Having finished he sat down, laid his Bible on his knee, and folded his arms across his breast as heretofore. None, looking at him then as he sat facing the people, his chest puffed out with incomparable pride, young, with every sign of piety, withal a famous scholar, and possessed of exceptional personal comeliness, saw how the shadow of the future already touched him, when for his honest zeal in persecuting witches he should be an object of insult and ridicule in Boston Town, people naming their negroes Cotton Mather after him.

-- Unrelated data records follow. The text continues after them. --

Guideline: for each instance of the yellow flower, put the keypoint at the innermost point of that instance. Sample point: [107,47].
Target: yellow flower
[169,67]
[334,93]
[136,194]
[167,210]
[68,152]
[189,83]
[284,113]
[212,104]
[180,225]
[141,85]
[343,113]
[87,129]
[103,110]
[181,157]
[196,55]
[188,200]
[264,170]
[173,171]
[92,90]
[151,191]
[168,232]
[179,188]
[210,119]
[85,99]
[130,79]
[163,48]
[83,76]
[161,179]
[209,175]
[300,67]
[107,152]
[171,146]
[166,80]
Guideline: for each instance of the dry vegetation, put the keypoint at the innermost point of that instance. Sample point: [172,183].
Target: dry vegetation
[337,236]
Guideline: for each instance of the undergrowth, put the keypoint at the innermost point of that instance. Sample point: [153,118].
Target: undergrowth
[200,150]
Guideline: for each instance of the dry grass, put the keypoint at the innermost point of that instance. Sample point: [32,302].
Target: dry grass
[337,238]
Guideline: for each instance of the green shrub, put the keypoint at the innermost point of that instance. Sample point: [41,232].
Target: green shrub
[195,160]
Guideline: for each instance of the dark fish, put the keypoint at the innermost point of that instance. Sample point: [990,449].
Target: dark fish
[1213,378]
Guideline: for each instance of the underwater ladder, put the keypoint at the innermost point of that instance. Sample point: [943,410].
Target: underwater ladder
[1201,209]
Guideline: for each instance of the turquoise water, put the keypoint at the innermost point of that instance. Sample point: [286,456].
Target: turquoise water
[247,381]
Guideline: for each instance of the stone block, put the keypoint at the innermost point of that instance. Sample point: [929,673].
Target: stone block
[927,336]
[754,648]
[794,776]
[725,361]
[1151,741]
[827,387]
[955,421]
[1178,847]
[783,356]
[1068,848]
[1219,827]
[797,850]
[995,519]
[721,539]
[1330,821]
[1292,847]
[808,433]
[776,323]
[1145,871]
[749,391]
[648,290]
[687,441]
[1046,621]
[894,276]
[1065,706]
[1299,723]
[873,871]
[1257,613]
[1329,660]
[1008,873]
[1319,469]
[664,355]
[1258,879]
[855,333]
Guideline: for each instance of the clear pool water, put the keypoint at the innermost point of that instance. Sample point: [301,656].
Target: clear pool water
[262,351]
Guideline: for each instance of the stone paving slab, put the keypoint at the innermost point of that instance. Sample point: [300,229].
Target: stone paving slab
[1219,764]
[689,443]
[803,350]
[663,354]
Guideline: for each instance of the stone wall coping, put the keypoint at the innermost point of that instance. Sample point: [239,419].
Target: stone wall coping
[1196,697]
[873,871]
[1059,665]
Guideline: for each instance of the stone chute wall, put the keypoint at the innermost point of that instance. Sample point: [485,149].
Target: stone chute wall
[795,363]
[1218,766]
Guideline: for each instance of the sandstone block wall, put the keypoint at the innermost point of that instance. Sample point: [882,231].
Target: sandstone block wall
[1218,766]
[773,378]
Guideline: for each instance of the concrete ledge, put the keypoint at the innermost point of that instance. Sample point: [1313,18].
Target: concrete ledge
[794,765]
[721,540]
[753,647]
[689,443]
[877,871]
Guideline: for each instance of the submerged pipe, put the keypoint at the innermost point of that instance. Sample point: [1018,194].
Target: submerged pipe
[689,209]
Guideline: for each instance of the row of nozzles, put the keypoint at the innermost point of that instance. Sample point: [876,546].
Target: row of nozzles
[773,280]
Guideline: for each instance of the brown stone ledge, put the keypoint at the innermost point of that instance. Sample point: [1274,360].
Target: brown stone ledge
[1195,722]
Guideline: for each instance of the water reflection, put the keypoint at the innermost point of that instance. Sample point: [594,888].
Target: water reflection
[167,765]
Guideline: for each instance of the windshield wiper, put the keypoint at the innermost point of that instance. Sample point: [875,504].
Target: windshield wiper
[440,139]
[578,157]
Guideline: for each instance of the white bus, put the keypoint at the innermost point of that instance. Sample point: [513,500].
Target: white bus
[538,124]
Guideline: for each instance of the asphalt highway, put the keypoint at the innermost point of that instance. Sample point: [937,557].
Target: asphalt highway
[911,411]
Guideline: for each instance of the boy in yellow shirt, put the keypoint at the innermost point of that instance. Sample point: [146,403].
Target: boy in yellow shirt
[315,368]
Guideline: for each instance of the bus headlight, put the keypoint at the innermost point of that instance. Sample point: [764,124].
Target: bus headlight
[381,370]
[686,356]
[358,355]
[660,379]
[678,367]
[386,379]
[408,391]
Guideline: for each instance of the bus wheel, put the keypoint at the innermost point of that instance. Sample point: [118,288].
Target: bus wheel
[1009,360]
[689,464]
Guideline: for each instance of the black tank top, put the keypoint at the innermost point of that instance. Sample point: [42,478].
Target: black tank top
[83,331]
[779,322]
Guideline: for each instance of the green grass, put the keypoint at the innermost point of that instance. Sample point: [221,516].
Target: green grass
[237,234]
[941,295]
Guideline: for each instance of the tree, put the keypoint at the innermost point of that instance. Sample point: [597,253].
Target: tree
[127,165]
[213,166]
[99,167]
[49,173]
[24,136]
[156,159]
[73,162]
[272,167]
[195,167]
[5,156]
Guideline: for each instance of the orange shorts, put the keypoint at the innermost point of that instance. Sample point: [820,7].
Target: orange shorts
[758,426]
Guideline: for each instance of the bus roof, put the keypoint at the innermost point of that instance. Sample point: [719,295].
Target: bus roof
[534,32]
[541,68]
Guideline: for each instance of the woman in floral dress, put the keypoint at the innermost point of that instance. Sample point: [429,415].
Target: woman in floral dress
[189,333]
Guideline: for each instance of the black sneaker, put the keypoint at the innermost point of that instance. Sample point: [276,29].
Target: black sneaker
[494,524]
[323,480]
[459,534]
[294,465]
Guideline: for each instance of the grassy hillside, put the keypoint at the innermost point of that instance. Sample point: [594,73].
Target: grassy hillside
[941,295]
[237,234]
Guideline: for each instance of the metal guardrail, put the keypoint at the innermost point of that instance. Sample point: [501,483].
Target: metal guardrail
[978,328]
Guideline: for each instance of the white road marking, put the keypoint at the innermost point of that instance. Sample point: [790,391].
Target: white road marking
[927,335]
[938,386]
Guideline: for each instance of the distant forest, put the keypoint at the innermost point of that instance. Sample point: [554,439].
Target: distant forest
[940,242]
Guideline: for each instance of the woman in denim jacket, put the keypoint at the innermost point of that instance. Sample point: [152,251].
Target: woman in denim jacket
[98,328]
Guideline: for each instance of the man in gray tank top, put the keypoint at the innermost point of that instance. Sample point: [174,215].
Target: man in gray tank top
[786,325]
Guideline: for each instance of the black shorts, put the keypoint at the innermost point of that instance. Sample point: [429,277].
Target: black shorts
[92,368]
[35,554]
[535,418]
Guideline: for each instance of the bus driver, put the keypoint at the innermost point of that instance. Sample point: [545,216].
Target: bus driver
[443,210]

During his speech, Deliverance had at first listened eagerly, but, as he continued, her head sank on her breast and hope vanished. Dimly, as in a dream, she heard the judges’ voices, the whispering of the people. At last, as a voice speaking a great distance off, she heard her name spoken.
“Deliverance Wentworth,” said Chief Justice Stoughton, “you are acquaint with the law. If any man or woman be a witch and hath a familiar spirit, or hath consulted with one, he or she shall be put to death. You have by full and fair trial been proven a witch and found guilty in the extreme. Yet the court will shew mercy unto you, if you will heartily, and with a contrite heart, confess that you sinned through weakness, and repent that you did transfer allegiance from God to the Devil.”
“I be no witch,” cried Deliverance, huskily, “I be no witch. There be another judgment.”
The tears dropped from her eyes into her lap and the sweat rolled down her face. But she could not wipe them away, her arms being bound behind her.
The judge nearest her, he who wore his natural hair and the black cap, was moved to compassion. He leant forward, and with his kerchief wiped the tears and sweat from her face.
“You poor and pitiful child,” he said, “estranged from God by reason of your great sin, confess, confess, while there is yet time, lest you be hanged in sin and your soul condemned to eternal burning.”
Deliverance comprehended but the merciful act and not the exhortation. She looked at him with the terror and entreaty of a last appeal in her eyes, but was powerless to speak.